The precise nature of integrated marketing communication (IMC) is difficult to capture. Popular definitions include Don Schultz’s emphasis on the importance of IMC to influence behavior and to address brand and company contacts with audience. Other definitions of IMC range from understanding IMC’s role as managing customer relationships to improving brand value, highlighting the cross-functionality of IMC (Tom Duncan) and the importance of aligning corporate messages (on both the corporate and individual brand level) at all contact points of the company with the customer.
Is IMC a tactic or strategy? In line with the alignment and coordination of all messages going out, a transformation from promotion to communication has taken place, i.e., communication not simply between different business units but also between consumer and company. Dialogue such as this will inevitably result in enhanced consumer participation in the processes of communication, marketing, and finally, brand value creation. Knowing more about customers’ needs and preferences allows for increased customized communication and a strengthening of the company’s relationship with the customer. Today, more than ever before, concomitant with the spread of internet technologies the customer can be treated, integrated, and involved in a more holistic manner.
Glen J. Novak and Joseph Phelps identified three forms of IMC in the body of relevant research: (a) integrated communication, (b) “one voice” communication, and (c) coordinated marketing communication campaign. Integrated communication, that is, the promotion of brand image and the influencing of direct audience behavior, employs all available communication and marketing tools. As regards “one voice” communication, the company makes it clear from the outset that it is committed to a unified and single positioning strategy. In contrast, a coordinated marketing-communication campaign is about synchronizing marketing communication activities in order to address multiple audiences and to introduce multiple brand positions if necessary.
Integrated marketing communications relevance and practice value are being debated vis a vis the applicability of both different product types and different business types. On an organizational level, two critical points affect the implementation of IMC: (1) structural barriers (a pronounced business unit mentality including business unit profit centers, functional specialization and lack of IMC budget) can hinder or restrict integrated marketing communication; and (2) the absence of (or limited) horizontal communication would be incompatible with the IMC mindset.

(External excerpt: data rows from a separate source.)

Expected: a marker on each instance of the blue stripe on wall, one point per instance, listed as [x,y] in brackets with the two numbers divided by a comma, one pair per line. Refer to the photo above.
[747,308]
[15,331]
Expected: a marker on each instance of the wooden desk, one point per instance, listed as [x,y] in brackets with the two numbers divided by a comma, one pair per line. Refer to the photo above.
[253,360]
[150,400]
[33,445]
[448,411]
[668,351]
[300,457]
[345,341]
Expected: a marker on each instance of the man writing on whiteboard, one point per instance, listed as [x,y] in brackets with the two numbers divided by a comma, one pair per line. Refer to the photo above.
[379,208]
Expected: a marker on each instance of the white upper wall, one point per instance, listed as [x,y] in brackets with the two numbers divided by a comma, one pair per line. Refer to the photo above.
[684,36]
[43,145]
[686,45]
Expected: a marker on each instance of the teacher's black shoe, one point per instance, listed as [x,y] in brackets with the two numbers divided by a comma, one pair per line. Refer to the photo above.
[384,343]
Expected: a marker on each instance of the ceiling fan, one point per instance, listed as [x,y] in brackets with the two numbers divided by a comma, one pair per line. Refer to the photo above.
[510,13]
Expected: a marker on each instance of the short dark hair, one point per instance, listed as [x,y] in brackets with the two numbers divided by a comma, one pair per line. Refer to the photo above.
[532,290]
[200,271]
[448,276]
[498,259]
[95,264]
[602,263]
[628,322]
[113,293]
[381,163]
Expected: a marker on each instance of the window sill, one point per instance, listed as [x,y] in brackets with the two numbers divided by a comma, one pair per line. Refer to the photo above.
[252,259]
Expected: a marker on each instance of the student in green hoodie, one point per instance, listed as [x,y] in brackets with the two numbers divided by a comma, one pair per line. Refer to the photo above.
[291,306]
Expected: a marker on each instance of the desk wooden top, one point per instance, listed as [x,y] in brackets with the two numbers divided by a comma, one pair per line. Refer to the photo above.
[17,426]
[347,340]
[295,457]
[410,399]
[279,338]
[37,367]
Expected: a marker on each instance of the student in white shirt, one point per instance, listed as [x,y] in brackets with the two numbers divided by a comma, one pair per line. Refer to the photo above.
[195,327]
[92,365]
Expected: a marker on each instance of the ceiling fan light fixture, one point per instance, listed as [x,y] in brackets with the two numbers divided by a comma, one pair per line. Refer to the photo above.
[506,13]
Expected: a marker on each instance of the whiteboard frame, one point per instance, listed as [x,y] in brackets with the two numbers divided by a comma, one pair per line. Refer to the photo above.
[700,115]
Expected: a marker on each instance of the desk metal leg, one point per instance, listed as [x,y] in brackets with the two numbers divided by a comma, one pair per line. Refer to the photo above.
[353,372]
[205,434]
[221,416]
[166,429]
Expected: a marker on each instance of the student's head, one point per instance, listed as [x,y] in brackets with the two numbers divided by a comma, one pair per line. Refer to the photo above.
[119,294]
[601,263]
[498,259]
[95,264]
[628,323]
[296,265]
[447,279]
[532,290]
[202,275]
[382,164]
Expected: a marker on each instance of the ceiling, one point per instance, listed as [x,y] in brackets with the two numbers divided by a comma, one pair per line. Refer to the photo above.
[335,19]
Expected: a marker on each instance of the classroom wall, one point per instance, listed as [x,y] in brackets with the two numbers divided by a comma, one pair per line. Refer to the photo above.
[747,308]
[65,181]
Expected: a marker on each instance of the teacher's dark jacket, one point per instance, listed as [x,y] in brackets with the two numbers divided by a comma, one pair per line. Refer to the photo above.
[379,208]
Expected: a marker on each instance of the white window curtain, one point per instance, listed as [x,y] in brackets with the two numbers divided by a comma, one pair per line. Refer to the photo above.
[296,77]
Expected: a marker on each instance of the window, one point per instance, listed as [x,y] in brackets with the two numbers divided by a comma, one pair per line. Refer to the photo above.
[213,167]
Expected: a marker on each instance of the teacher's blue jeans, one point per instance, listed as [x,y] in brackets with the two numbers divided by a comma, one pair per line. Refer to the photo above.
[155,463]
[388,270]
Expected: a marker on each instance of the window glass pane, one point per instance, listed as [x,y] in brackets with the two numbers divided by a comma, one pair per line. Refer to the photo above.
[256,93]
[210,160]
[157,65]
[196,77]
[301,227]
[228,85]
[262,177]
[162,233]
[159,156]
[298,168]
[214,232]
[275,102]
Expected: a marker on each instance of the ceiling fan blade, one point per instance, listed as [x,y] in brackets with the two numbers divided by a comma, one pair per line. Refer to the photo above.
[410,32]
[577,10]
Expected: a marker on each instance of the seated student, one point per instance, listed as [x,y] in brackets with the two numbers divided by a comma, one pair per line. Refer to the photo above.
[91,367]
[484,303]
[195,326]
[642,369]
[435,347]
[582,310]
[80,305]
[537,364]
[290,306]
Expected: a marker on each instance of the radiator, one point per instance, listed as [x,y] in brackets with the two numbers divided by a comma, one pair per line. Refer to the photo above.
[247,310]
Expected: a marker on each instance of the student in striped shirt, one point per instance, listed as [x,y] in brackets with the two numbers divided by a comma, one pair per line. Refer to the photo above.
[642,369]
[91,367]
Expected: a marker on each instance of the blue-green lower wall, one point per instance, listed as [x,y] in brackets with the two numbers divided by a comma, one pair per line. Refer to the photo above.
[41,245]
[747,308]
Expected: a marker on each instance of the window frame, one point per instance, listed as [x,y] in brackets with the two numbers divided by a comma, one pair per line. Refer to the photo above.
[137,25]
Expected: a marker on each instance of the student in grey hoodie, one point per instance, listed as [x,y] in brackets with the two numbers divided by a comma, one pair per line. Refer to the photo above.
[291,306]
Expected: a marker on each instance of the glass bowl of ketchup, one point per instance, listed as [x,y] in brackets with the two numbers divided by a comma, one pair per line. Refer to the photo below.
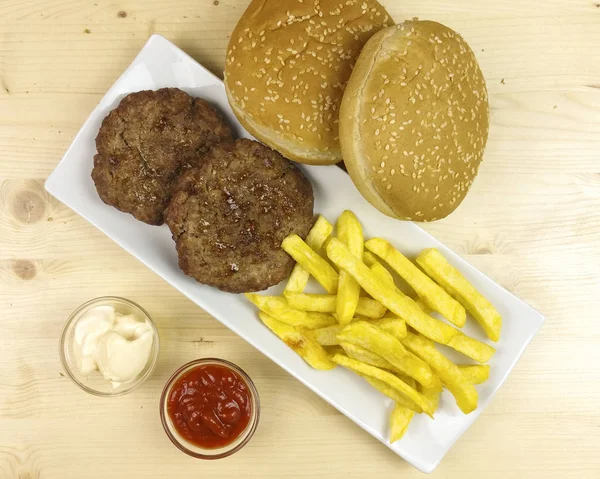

Critiques of the IMC concept are not necessarily limited to the questioning of the technical applicability of IMC: Postmodernists question the ability of IMC to capably address the increased complexity of todays globalizing world. IMC, with its emphasis on control, order, and predictability, is in general terms a somewhat modern concept whereas market fragmentation and consumption practices tend to display postmodern characteristics. To this end, in their discussions of the integrated marketing communication paradigm, postmodernists call for a more fluid, flexible, and open approach to change.